Massereichen Galaxien funktionieren als Gravitationsteleskope
Im Lauf eines EU-finanzierten Projekts haben sich Gravitationslinsen als ein außergewöhnlich leistungsfähiges Werkzeug zur Untersuchung von schwachen Galaxien am Rande des beobachtbaren Universums erwiesen.
Massereichen Galaxien, die bedeutende Vergrößerungen erzeugen, sind
natürliche Teleskope, die es den Astronomen ermöglichen, das ferne
Universum in bislang noch nie erreichter Tiefe zu erkunden. Angesichts
des enormen Potenzial der Vergrößerung durch den
Gravitationslinseneffekt wurde kürzlich ein großer Anteil der Zeit des
Hubble-Weltraumteleskops (Hubble Space Telescope, HST) zwei großen
Erkundungen derartiger massereicher Galaxien zugewiesen.
CLASH und die Frontier Fields-Durchmusterung offenbarten bisher unbekannte, aber leistungsstarke Gravitationslinsen. Licht in die Eigenschaften von mehrfach abgebildeten Galaxien zu bringen, war die wissenschaftliche Hauptantriebskraft des EU-finanzierten Projekts "Investigating the properties of the early Universe with lensed galaxies" (LENSGAL). Die Wissenschaftler ermittelten deren Rotverschiebungen und rechneten die Abstände zwischen Linsen und Hintergrundquellen hoch.
Eine präzise Kartierung der Massenverteilung der Linsengalaxien war für die Bestimmung der Vergrößerung durch den Gravitationseffekt und daher für die Berechnung der Luminosität der Hintergrundgalaxien von Bedeutung. Zu diesem Zweck setzten die LENSGAL-Wissenschaftler neue Linsenmodellierungstechniken ein. Sie nutzten ferner die HST-Beobachtungen zusammen mit den Daten der Sloan Digital Sky Survey und vom Herschel-Satelliten.
Das LENSGAL-Projekt zielte auf dutzende massereiche Galaxien ab, die Linsenvergrößerungen bis zu 40 über einen beträchtlichen Anteil der Sichtfelder der Teleskope erschufen. In Folge dessen konnten die Wissenschaftler die Luminositätsfunktion der Galaxien mit hoher Rotverschiebung bis in Grenzbereiche sondieren, die bisher, ohne Gravitationsvergrößerung, unerreichbar waren.
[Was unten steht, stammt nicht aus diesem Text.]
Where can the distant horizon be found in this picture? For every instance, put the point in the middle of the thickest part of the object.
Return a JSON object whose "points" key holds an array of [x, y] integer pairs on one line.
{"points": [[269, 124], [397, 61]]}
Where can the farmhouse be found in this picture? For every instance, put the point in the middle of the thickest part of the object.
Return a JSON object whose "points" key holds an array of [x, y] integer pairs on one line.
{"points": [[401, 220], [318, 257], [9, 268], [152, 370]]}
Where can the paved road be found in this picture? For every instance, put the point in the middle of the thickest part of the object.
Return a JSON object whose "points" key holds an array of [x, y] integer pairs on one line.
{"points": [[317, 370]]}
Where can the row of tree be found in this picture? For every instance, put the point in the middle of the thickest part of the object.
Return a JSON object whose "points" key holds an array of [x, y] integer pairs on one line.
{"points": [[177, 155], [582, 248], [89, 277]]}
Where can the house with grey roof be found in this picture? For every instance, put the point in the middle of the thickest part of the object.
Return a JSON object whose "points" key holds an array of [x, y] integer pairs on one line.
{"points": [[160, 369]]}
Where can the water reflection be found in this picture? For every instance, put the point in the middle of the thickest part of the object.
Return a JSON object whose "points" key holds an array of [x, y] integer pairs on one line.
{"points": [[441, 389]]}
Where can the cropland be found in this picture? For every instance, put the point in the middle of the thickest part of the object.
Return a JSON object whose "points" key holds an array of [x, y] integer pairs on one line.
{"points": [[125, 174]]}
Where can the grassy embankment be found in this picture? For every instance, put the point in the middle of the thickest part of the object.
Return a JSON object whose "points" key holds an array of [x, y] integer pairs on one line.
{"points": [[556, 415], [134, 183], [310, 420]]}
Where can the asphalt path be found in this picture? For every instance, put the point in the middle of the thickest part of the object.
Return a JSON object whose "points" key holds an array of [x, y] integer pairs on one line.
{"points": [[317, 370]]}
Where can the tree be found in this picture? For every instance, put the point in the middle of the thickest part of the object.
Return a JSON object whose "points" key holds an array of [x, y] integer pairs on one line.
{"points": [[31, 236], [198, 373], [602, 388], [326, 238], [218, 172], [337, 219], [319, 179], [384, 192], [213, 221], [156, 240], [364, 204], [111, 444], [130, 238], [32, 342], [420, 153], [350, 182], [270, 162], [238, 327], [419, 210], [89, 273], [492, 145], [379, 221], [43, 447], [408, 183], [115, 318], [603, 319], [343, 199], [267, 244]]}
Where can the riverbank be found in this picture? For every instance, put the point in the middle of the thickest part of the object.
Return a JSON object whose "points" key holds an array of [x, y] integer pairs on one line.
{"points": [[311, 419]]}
Gleichermaßen erfasste starke Emissionslinien erlaubten ihnen zudem, deren Sauerstoff- und Metallgehalte zu bestimmen.
Mit Unterstützung der Linsenvergrößerung konnten die LENSGAL-Wissenschaftler auf spektroskopische Weise Galaxien jenseits einer Rotverschiebung von 7 bestätigen. Darüber hinaus wurde der Nachweis von Galaxienpopulationen möglich, die schwächer als die bei in der Vergangenheit vorgenommenen Tiefenbeobachtungen waren. Die resultierenden Karten massearmer und mit hoher Rotverschiebung erfasster Galaxien dürften unser Verständnis der Galaxienentwicklung bereichern.
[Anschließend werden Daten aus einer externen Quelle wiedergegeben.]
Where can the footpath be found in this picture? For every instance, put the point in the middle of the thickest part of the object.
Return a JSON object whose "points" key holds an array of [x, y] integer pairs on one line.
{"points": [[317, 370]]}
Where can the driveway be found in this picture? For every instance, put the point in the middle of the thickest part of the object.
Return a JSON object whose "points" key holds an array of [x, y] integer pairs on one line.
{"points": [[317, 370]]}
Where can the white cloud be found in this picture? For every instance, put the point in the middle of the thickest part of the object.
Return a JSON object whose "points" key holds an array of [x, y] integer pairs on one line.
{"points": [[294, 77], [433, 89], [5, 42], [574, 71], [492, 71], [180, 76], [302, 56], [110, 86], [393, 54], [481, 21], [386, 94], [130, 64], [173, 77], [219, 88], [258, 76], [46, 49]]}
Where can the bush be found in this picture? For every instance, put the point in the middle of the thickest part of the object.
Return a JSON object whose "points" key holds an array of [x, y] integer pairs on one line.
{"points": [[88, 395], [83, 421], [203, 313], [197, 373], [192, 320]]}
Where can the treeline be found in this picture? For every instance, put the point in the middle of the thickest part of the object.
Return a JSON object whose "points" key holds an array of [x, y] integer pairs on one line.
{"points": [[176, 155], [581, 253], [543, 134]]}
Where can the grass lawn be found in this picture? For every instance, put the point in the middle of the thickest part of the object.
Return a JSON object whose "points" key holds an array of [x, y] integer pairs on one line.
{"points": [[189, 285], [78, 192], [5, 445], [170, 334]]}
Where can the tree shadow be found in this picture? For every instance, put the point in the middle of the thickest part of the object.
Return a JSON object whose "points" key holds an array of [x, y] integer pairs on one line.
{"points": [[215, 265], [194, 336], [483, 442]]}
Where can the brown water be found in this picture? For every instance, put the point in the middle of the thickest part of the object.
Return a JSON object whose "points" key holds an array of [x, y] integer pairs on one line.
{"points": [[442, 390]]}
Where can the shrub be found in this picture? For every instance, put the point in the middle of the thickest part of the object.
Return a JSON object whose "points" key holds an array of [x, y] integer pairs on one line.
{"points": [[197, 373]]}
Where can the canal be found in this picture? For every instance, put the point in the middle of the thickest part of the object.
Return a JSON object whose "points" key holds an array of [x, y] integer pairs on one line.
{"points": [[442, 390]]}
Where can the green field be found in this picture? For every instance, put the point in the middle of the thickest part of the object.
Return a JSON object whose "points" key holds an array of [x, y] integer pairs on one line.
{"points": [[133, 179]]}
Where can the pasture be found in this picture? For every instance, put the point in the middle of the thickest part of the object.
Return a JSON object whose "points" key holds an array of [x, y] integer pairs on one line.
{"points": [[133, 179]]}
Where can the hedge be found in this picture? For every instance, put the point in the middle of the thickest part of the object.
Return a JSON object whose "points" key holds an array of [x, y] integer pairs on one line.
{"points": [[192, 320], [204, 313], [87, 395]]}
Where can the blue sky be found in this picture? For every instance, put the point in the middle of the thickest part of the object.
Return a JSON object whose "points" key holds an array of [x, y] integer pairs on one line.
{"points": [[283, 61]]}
LENSGAL hat durch Linseneffekte Hintergrundgalaxien bis in beispiellose Grenzgrößenordnungen entdeckt, und außerdem die Galaxienpopulation bis auf Zwergebene untersucht. Die nun verfügbaren hochaufgelösten Aufnahmen, etwa in den Archiven der Europäischen Südsternwarte (ESO), werden das dringend erforderliche Licht in die physikalischen Prozesse bringen, welche die Entwicklung von Galaxien in einer Cluster-Umgebung lenken.